Rechtbank Roermond, 3 augustus 2011, LJN BR4244 (Vrijstelling bestemmingsplan, Beesel)
Essentie: Hoewel geen expliciete wettelijke verplichting bepaalt dat in deze situatie rekening gehouden moet worden met de luchtkwaliteit, moet het bevoegd gezag in het kader van een goede ruimtelijke onderbouwing wel aandacht besteden aan de luchtkwaliteit, temeer nu eiser nadrukkelijk op dit punt heeft gewezen. Als aannemelijk is dat op de nieuwe, voorheen uitgezonderde objecten de grenswaarden (mogelijk) worden overschreden, dan kan dit een reden zijn de vrijstelling te weigeren of enkel te verlenen onder bepaalde voorwaarden.
Toetsingskader: Wet milieubeheer, Wet op de Ruimtelijke Ordening
Betreft: Vrijstellingsbesluit van gemeente Beesel voor realisatie van toeristisch-recreatieve voorzieningen
Relevante overwegingen:
15. [...] In zoverre is er dan ook geen expliciete, wettelijke verplichting waaruit volgt dat verweerder rekening dient te houden met de luchtkwaliteit.
16. Dit betekent echter niet dat verweerder bij het onderhavige project de luchtkwaliteit buiten beschouwing kan laten. Verweerder dient in het kader van een goede ruimtelijke onderbouwing aandacht te besteden aan de luchtkwaliteit op het perceel van initiatiefnemer, temeer nu eiser nadrukkelijk op dit punt heeft gewezen. Dit is nodig, zodat verweerder zich ervan kan verzekeren dat op het perceel van initiatiefnemer een goed woon- en leefklimaat is gewaarborgd. Door het bestreden besluit neemt het aantal objecten waarmee in het kader van de luchtkwaliteit rekening moet worden gehouden toe op het perceel van initiatiefnemer. De rechtbank zoekt hier aansluiting bij artikel 5.19, tweede lid, van de Wet milieubeheer, waarin is bepaald dat op voor het publiek toegankelijke plekken de luchtkwaliteit moet worden beoordeeld. Als aannemelijk is dat op de nieuwe, voorheen uitgezonderde objecten de grenswaarden (mogelijk) worden overschreden, dan kan dit een reden zijn de vrijstelling te weigeren of enkel te verlenen onder bepaalde voorwaarden.
17. Het is aan verweerder om ook op dit punt zorg te dragen voor een goede ruimtelijke onderbouwing. Over de wijze waarop verweerder hieraan invulling geeft of de relevante aspecten onderzoekt, beschikt verweerder over een grote vrijheid.
18. De rechtbank constateert echter dat in de ruimtelijke onderbouwing geen aandacht is besteed aan dit punt. Verweerder is evenmin hierop ingegaan in het bestreden besluit of bij de bespreking van de zienswijzen.
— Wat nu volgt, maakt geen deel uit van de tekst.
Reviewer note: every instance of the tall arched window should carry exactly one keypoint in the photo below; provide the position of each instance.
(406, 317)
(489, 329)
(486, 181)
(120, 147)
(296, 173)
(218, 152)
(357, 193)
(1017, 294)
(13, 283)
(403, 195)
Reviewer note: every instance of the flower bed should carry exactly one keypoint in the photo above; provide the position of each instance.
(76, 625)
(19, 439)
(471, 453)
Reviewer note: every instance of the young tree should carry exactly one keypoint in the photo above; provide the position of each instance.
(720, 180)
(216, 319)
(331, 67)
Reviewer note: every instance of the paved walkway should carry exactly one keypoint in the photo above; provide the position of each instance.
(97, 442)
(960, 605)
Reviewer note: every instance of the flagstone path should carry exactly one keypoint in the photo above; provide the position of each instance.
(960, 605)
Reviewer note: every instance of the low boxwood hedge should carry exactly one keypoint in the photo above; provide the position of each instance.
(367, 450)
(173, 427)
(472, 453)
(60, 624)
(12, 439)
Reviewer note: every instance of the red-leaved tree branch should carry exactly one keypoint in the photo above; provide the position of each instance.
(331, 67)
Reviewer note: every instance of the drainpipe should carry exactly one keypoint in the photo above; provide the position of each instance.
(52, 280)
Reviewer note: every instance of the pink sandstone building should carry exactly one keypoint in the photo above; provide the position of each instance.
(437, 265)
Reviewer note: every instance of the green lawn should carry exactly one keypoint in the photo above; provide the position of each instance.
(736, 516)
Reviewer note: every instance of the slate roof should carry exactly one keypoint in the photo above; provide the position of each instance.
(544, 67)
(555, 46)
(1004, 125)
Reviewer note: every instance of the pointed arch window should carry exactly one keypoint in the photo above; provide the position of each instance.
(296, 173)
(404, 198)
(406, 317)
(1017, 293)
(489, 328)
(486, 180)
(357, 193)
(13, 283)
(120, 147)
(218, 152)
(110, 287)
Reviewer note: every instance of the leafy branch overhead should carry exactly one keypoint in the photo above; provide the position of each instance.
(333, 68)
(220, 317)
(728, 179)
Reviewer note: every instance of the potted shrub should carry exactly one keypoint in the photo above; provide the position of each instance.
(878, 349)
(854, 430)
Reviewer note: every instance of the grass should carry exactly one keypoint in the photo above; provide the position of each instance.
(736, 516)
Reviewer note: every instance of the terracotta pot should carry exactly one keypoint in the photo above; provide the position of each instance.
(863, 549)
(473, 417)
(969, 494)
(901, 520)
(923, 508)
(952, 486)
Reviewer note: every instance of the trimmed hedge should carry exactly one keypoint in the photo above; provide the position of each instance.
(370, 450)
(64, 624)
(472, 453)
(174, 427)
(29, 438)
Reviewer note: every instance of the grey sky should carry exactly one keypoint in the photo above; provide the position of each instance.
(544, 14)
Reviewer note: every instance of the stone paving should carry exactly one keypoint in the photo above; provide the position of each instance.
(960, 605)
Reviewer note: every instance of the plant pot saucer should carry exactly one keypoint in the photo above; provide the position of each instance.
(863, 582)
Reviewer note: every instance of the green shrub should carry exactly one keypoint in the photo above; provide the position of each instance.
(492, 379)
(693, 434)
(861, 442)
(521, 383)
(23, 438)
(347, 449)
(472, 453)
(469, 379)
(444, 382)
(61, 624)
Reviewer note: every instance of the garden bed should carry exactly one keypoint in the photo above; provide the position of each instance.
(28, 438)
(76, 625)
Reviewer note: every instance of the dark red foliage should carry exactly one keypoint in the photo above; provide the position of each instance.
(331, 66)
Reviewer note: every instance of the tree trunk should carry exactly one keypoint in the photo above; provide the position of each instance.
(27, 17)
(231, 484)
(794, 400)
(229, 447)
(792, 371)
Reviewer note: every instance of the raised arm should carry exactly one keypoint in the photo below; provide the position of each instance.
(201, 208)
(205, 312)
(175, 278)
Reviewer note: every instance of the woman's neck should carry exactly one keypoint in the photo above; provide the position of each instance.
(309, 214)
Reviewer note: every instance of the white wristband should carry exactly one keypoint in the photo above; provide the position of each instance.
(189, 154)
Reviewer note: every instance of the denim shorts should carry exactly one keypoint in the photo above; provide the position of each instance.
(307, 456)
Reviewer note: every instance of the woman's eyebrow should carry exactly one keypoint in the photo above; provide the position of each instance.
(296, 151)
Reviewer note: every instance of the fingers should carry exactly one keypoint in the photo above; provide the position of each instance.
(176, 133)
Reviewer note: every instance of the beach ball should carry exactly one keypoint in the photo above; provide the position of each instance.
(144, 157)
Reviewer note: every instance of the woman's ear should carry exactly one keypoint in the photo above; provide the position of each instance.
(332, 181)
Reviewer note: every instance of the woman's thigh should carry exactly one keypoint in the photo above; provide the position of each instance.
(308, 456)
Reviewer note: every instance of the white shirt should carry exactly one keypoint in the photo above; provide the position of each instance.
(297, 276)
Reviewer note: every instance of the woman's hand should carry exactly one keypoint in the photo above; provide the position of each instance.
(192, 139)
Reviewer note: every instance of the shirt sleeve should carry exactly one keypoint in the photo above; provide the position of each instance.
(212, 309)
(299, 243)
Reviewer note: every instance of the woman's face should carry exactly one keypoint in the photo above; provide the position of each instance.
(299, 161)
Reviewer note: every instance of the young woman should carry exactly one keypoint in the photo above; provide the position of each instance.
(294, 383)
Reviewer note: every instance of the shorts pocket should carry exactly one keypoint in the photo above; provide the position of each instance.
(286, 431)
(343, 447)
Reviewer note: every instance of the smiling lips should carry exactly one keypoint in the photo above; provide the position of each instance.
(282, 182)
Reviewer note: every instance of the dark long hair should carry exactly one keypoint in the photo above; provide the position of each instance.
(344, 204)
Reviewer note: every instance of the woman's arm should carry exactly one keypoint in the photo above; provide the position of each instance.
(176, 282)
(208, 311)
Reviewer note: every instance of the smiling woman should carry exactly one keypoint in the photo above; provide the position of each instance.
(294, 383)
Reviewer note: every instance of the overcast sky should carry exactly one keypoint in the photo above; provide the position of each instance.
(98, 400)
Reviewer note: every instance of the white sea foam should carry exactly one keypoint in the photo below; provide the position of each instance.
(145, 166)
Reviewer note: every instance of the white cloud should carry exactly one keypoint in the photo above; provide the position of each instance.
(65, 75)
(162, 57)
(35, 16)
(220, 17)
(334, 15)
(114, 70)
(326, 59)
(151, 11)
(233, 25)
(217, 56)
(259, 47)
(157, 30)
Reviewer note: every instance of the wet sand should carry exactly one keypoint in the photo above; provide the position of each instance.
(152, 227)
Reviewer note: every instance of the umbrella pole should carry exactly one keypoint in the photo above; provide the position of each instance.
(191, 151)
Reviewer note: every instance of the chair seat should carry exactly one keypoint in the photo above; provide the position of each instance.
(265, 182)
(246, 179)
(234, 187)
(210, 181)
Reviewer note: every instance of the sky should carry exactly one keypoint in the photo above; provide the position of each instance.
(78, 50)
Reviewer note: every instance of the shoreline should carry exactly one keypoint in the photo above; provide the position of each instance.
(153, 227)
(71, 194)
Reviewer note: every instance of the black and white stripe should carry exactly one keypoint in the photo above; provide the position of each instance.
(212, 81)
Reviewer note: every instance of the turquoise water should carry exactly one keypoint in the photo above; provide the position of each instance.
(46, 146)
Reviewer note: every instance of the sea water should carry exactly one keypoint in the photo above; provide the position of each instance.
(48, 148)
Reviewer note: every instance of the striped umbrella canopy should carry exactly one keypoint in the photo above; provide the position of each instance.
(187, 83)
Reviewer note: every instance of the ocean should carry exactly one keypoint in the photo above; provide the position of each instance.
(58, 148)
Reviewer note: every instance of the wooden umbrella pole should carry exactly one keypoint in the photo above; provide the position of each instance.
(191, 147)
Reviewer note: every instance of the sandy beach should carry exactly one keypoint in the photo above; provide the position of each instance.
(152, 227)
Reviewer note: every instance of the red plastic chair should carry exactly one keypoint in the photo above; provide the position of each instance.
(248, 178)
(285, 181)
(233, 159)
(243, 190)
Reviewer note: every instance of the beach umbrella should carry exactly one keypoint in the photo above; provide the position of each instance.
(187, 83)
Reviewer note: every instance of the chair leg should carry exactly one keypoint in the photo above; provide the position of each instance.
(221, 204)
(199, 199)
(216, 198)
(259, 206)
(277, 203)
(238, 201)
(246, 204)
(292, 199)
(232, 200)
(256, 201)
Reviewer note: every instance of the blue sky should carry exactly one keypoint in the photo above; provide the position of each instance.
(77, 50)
De rechtbank is van oordeel dat reeds hierom geen sprake is van een goede ruimtelijke onderbouwing als bedoeld in artikel 19, eerste lid, van de WRO. Verweerder was derhalve niet bevoegd om vrijstelling te verlenen.
Uitspraak hoger beroep:
ABRvS 201109676/1/A1
Relevante overwegingen:
2.7.1. Hoewel niet in geschil is dat de activiteiten die op het perceel zullen worden verricht, niet in betekende mate bijdragen aan de luchtkwaliteit, heeft de rechtbank terecht overwogen dat ten onrechte niet is onderzocht of vanwege de nabije ligging van de kalkoenhouderij van [wederpartij] op het perceel van [appellant] een goed woon- en leefklimaat is gewaarborgd en heeft zij derhalve terecht het besluit van 13 september 2010 op grond daarvan vernietigd. Zij heeft in het verweer van het college in beroep evenzeer terecht geen grond gevonden de rechtsgevolgen van dat vernietigde besluit in stand te laten, nu [wederpartij] de door het college in beroep overgelegde berekeningen gemotiveerd heeft weersproken met een rapport van Arvalis van 28 april 2011. Het door [appellant] in hoger beroep overgelegde rapport van DB/A Consultants van 15 november 2011 geeft evenmin aanleiding te oordelen dat de verleende vrijstelling wat betreft het milieuaspect luchtkwaliteit toereikend is gemotiveerd. Uit dat rapport volgt dat in elk geval op toetspunt 6, de rand van het gazon en de expositieruimte, het aantal toegestane overschrijdingsdagen wordt overschreden. Ook heeft [wederpartij] in hoger beroep nog een nader rapport van Arvalis van 17 februari 2012 overgelegd waaruit volgt dat er een evidente mate van overbelasting optreedt op enkele binnen het plan van [appellant] opgenomen onderdelen.